Recorded Future said it discovered this network when it used software designed to hunt for influence operations by foreign governments. The organization then began to spot a pattern.

“We’ve been seeing this roughly starting in March last year and including the European Union elections, so of course this could be a campaign as part of a larger attempt to manipulate the election results in the European Union,” Truve said.

He added that “it’s a classic fear, uncertainty and doubt campaign where they are spreading old stories...and the only motive we can really see is to spread fear.”

‘Fearful response’

Ahead of the 2020 election, fears are widening about foreign powers using social media accounts to exploit political divisions. Over the last year, Twitter has suspended thousands of phony accounts, at least some of which were linked to Russia.

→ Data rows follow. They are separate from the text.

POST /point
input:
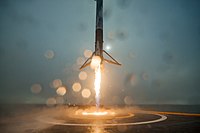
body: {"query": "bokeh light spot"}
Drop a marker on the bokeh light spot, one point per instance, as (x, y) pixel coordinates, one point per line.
(36, 88)
(51, 101)
(57, 83)
(86, 93)
(76, 87)
(80, 61)
(49, 54)
(61, 91)
(128, 100)
(82, 75)
(60, 100)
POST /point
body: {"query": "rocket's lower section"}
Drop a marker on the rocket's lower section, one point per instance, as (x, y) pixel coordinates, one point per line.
(99, 43)
(99, 39)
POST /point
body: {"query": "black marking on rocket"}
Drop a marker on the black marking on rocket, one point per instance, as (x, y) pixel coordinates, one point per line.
(99, 38)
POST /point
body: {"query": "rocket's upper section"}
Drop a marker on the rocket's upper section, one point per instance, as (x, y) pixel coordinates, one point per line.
(99, 14)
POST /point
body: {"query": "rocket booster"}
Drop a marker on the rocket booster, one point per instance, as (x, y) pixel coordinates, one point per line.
(99, 38)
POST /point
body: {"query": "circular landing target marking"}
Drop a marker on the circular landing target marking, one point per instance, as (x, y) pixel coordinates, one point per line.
(123, 120)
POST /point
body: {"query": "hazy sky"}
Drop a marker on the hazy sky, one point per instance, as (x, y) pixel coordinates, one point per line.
(157, 41)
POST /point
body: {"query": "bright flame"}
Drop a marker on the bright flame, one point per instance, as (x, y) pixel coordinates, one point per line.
(97, 82)
(96, 65)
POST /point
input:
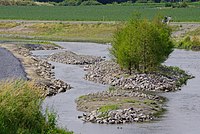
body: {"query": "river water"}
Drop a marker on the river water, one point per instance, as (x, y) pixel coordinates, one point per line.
(183, 107)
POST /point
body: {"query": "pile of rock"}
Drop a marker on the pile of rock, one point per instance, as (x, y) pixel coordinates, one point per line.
(43, 68)
(23, 51)
(120, 116)
(32, 47)
(108, 72)
(54, 86)
(127, 115)
(123, 93)
(69, 57)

Record Future said the players behind the fishwrap scheme also use a special group of URL shorteners that can track how many people click on their bait. The firm tracked more than 215 social media accounts over the past year that were linked to this scheme, all of which used the same code that could track their effectiveness.

The URL technology could be used to help the suspects isolate words and images that draw in the most users or repeat users.

Truvé’s company found profiles like a user called “The Football Babe,” which reused images from the Paris terror attack in November 2015 to spread the news of a fake attack in March of this year.

Fake Twitter account recycles old terror attacks as breaking news.
Fake Twitter account recycles old terror attacks as breaking news.

“You get a fearful response,” Truve continued.

“You get people retweeting. It’s very hard to say what is the end result impact of this,” he added. “Since it is mostly targeting a European audience, most of these bold events they are talking about are terror events in the UK, Germany and France.”

But whatever the motive, a deeper dive by The Daily Beast found commonalities in the language used across Fishwrap.

While “drone” was the most frequently used word in tweets, with six thousand occurrences, words like “attack,” “Trump,” and “terror” were also recurring. And the implications of these accounts could have a big impact online.

“These guys are running a professional operation,” Truvé said. “They keep track of their results, see how many clicks they can get and of course there’s some demographics of the people who are following this and reading it,” he added.

“This could be in preparation for a future operation where once you’ve established followers to these accounts, you could start spreading genuinely fake news,” he warned.